Well, I think the circumstances I described were more specific than only having no tty attached.
> When I've had programs "wink out" leaving no trail nor context behind, I add logging code. In particular, I add a line to the entry of key functions, something like `fprintf(log, "function name\n");` which appends to a log file. Examining the log file gives clues as to where the program was when it failed and a trail how it got there. I add more logging statements as needed to gradually close in to where the fault is.
> ...
Again, this can work decently well when the crash is reproducible.
>
>> My understanding is that null pointer dereference being UB is a widespread assumption in the LLVM and GCC optimizers. Simply "disabling the behavior" is not practical.
>
> It may be dependent on the optimization level.
>
> There are all kinds of UB behavior that the LLVM and GCC optimizers just delete because, hey, it's undefined behavior that will never happen so it can be just deleted. Things like `(x + 1 > x)` being replaced with `1`. There's a way for the compiler to emit a warning when this is done, perhaps try that?
>
> The compiler's ability to check at compile time for a null pointer dereference (and hence delete it) is extremely limited. It relies on data flow analysis where it can prove the pointer is null, not just "it might be". I read that compilers issue a warning when this is the case. Why not try `p = null; `*p = 3;` in your setup and see if the compiler you're using gives a warning?
>
> If it does, but the warning does not happen with your code, then you know the compiler is not deleting the reference, and so the CPU will check it and seg fault it at runtime.
> ...
Well, there are multiple discussions here. One of them was about your claim that null dereferences will segfault reliably. Another one was about your claim that segfaults are always useful.
>
>> Perhaps I could add `-fsanitize=null` to add null checks, but that would not really solve the main problem as it is not integrated with D scope guards.
>
> It would at least tell you if it is a null pointer dereference or not. That in itself would be valuable information.
> ...
All of this speculation assumes that the design of D's error checking beyond null pointers is not at fault, but it is very likely that it is. druntime is riddled with code that builds an error message and then does `assert(0, msg);`. x)
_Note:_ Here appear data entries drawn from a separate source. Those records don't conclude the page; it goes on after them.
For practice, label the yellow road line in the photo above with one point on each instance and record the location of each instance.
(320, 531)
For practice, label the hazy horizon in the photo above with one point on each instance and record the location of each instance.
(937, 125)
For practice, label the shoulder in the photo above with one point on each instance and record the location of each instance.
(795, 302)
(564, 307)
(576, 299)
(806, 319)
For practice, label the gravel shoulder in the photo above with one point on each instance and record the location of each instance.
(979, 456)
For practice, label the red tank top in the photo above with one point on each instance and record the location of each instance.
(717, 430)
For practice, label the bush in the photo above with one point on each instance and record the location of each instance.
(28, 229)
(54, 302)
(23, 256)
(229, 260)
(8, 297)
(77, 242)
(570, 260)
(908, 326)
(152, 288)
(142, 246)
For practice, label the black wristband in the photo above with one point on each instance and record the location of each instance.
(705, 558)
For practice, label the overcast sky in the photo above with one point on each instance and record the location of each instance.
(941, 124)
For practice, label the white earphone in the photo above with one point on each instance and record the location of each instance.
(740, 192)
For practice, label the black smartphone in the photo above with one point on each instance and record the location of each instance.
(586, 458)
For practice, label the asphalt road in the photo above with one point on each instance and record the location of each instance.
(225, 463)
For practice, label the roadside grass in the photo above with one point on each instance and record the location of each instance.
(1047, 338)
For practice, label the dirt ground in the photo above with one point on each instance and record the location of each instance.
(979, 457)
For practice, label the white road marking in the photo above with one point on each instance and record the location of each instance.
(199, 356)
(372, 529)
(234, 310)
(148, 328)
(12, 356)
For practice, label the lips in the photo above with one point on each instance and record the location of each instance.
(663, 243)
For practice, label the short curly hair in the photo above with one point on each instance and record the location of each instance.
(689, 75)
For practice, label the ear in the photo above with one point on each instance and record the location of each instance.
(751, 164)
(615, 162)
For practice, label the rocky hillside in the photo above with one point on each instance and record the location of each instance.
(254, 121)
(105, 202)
I think at this time my best bet at narrowing it down is to use a custom druntime build. This should not be necessary, however.
> I have no idea what your program does, but I suspect your most practical option is to add logging to a file, and ask your customer to email the file to you when it crashes.
>
Well, I have no idea where the crash happens and getting one log file every couple months (and writing out gigabytes of useless log files in the meantime) seems not workable. It would be much better to be able to react to the crash.
> Another thing you can try is build your program with dmd and see if it behaves differently regarding the mysterious crash.
This is not workable. The user is certainly not willing to use a DMD build for two months.
|